One of my hemo-heroes!
I have 6 weeks left before the Everest trek. Here’s what a typical week is like while training:
Sunday: Day off. Recovery is very important for the body, especially at this age. I’m paranoid about getting an injury which is all too easy to do.
Monday: Yoga for 30 minutes (a MUST!). Training with Dan, upper body and abs, one hour.
Tuesday: Yoga. Cardio… either in the gym in Salisbury, Massachusetts, or at my home gym. I can ride my stationery bike while watching a documentary about mountain climbing, or throw on a 20-lb backpack and hike up and down for 90 ridiculous minutes on a plyo box over and over while watching Dr. Strange or Mad Max. Superhero movies make you feel empowered! This is a killer workout.
Wednesday: Training with Dan, lower body (tons of lunges and jump squats) and abs.
Thursday: Yoga. Cardio, maybe the elliptical for 90 minutes at the gym, excellent workout!

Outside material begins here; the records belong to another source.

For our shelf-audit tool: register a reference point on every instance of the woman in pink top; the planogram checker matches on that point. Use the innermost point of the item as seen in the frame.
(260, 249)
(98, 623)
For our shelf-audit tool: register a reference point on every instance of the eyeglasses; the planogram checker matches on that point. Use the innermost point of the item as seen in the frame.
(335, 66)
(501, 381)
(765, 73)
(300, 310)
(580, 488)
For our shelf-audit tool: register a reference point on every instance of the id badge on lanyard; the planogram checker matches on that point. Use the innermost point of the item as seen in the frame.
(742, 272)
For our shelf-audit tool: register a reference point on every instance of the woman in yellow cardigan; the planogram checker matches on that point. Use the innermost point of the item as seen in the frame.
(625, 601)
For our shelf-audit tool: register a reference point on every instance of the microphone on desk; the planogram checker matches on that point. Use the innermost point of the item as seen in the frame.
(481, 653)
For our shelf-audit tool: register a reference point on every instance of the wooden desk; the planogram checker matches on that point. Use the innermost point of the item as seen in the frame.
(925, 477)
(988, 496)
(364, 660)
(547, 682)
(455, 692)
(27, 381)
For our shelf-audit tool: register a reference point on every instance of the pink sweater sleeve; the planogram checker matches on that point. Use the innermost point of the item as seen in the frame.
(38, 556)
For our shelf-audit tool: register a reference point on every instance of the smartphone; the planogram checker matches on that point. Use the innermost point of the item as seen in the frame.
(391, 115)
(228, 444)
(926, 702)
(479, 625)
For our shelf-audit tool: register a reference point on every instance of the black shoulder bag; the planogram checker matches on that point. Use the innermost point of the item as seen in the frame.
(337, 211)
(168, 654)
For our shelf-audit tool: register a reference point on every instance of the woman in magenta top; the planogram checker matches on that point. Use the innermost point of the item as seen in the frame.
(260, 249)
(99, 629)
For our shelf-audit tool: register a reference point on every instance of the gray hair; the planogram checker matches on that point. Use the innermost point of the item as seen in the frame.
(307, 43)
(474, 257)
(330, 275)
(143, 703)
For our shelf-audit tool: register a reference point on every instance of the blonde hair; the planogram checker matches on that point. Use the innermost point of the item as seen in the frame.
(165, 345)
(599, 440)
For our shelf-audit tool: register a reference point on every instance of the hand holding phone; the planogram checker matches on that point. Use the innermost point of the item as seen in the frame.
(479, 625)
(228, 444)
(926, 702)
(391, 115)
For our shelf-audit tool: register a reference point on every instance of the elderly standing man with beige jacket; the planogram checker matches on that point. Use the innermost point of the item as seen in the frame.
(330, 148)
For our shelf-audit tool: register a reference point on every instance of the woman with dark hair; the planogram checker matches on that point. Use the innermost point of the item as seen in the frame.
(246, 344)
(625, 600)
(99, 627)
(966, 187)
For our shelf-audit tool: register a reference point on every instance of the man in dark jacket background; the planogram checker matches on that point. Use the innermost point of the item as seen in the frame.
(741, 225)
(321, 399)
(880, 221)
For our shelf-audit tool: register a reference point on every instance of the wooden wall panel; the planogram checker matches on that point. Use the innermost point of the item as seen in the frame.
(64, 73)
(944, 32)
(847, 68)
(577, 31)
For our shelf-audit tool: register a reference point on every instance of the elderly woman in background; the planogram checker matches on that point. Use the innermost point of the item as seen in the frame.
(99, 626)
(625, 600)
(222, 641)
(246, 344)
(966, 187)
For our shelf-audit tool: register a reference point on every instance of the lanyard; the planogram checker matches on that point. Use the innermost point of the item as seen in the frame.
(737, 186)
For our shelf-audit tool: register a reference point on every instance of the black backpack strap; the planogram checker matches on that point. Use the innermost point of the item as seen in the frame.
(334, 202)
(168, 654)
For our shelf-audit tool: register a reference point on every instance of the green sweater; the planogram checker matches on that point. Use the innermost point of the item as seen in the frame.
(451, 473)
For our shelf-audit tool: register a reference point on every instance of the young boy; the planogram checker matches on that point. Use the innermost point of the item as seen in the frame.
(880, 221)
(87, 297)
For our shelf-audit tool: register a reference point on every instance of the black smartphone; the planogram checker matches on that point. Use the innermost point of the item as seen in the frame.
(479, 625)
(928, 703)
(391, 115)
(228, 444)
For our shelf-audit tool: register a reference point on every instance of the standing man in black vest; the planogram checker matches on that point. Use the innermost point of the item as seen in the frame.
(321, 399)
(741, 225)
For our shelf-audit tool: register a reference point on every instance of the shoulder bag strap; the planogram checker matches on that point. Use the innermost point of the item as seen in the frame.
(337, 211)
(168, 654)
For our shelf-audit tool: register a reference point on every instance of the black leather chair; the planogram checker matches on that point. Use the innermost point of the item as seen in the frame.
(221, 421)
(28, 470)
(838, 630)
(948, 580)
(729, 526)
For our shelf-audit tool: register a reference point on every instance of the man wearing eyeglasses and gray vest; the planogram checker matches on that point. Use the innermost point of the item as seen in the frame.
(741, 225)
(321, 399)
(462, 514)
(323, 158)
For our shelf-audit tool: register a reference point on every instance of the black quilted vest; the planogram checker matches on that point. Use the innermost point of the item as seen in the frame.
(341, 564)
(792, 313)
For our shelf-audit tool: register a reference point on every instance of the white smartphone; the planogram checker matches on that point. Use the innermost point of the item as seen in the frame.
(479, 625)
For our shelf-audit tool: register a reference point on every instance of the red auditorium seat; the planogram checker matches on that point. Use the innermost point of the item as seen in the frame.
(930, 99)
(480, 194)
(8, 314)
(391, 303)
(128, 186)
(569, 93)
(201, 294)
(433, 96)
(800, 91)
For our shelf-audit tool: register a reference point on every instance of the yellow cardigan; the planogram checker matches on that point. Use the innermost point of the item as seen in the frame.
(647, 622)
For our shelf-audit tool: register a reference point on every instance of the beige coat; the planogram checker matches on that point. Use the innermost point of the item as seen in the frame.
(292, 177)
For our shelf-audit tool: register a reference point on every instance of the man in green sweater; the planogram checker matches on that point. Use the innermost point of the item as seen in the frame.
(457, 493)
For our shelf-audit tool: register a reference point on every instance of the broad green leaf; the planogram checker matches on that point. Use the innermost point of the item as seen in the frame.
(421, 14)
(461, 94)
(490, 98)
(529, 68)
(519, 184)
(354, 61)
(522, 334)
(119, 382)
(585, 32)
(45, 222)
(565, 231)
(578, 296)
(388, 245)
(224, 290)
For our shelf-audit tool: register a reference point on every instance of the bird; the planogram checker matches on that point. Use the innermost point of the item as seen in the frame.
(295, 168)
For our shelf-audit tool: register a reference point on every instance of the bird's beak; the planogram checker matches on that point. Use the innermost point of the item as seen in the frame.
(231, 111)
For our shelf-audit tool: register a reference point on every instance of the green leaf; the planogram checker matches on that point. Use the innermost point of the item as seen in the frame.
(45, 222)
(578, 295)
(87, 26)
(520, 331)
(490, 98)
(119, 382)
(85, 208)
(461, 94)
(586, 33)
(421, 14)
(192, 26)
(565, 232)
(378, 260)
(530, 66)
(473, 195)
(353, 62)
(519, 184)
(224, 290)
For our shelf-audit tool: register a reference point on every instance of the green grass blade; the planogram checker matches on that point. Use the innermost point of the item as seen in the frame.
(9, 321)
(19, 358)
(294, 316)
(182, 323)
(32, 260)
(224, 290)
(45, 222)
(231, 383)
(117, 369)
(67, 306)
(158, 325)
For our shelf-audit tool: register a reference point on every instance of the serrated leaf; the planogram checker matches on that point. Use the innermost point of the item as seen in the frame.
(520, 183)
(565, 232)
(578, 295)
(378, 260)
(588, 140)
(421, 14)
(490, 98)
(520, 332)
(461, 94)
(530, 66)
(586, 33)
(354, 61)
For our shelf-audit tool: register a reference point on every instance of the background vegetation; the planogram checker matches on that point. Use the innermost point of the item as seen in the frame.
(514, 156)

Friday: Yoga. Training with Dan, speed work-out. This is a killer too. Usually Dan and I chat about music, but 10 minutes into this workout I can’t talk. I even get dizzy.
Saturday: More cardio!
And food: 75% of training is eating the right food and having the right diet. Dan analyzed my diet 6 years ago when he was getting me ready for Kilimanjaro and saw I needed more water and protein, and basically overhauled how I ate. So I cut out (for the most part): soda, diet soda, fruit juice, alcohol, sugar. We don’t keep any of that in the house. No pasta, white bread, desserts. A typical day goes just like this:
Breakfast: three scrambled egg whites, cantaloupe or banana, black tea.
Lunch: (and after a workout) A protein shake with banana, pineapple (or berries), 14 raw almonds and GNC Whey protein powder. Delish.
Dinner: I don’t actually eat dinner unless I go out. Why? I don’t know how to cook and don’t even like to cook. Things burn and catch fire all the time. So I have another shake, or a salad with protein (shrimp, eggs), or a banana with organic peanut butter. I eat out about twice a week, when I’ll have fish. 
My demons? Movie popcorn and M&Ms. I love going to movies and twice I have not had movie popcorn and it was not the same experience! And Dan tells me movie popcorn is the worst thing you can eat, next to Cinnabon.
Despite having a trainer, I still get motivation from people like L.A. and Chris. As they give hope to young guys with hemophilia to reach their dreams, I hope I can inspire some moms who want to get in shape. It’s never too late to start. It helps to have a goal, a big goal, like a mountain climb. Kilimanjaro was an incredible experience, both times! And I know Everest base camp will be a dream come true. 
L.A. wrote this recently on Facebook: “Keep this in my notes! What’s your one sentence destiny? The vision you base your decisions on?” His is, “Use adversity to change others’ lives.” And Jordan Romero, the youngest person to conquer the Seven Summits, asks, “What’s Your Everest?”
I love that. Our Everest climb will put a spotlight we hope on Nepal and its people with hemophilia, who live in hardship, especially after the 2015 earthquake. We’re going to meet with the 80 people we help through Save One Life. You can follow L.A. and Chris on Facebook, and read HemaBlog to see how the training and eventually the climb are going!
Great Book I Just Read
No Summit Out of Sight: The True Story of the Youngest Person to Climb the Seven Summits
Jordan Romero
An inspirational book about the boy who summited Everest at age 13, and conquered all Seven Summits by age 15. Despite warnings from critics about having someone so young attempt something so dangerous, Jordan was well prepared, genetically-gifted and just plain lucky. He documents what inspired him, his training, his observations of the countries, people and climbs. It’s fun and interesting, and Jordan’s a marvel. He uses his climbs to motivate other children now by posing the question: What’s your Everest? A light read, but very engaging. Kudos to this remarkable young man and his family! 3/5 stars.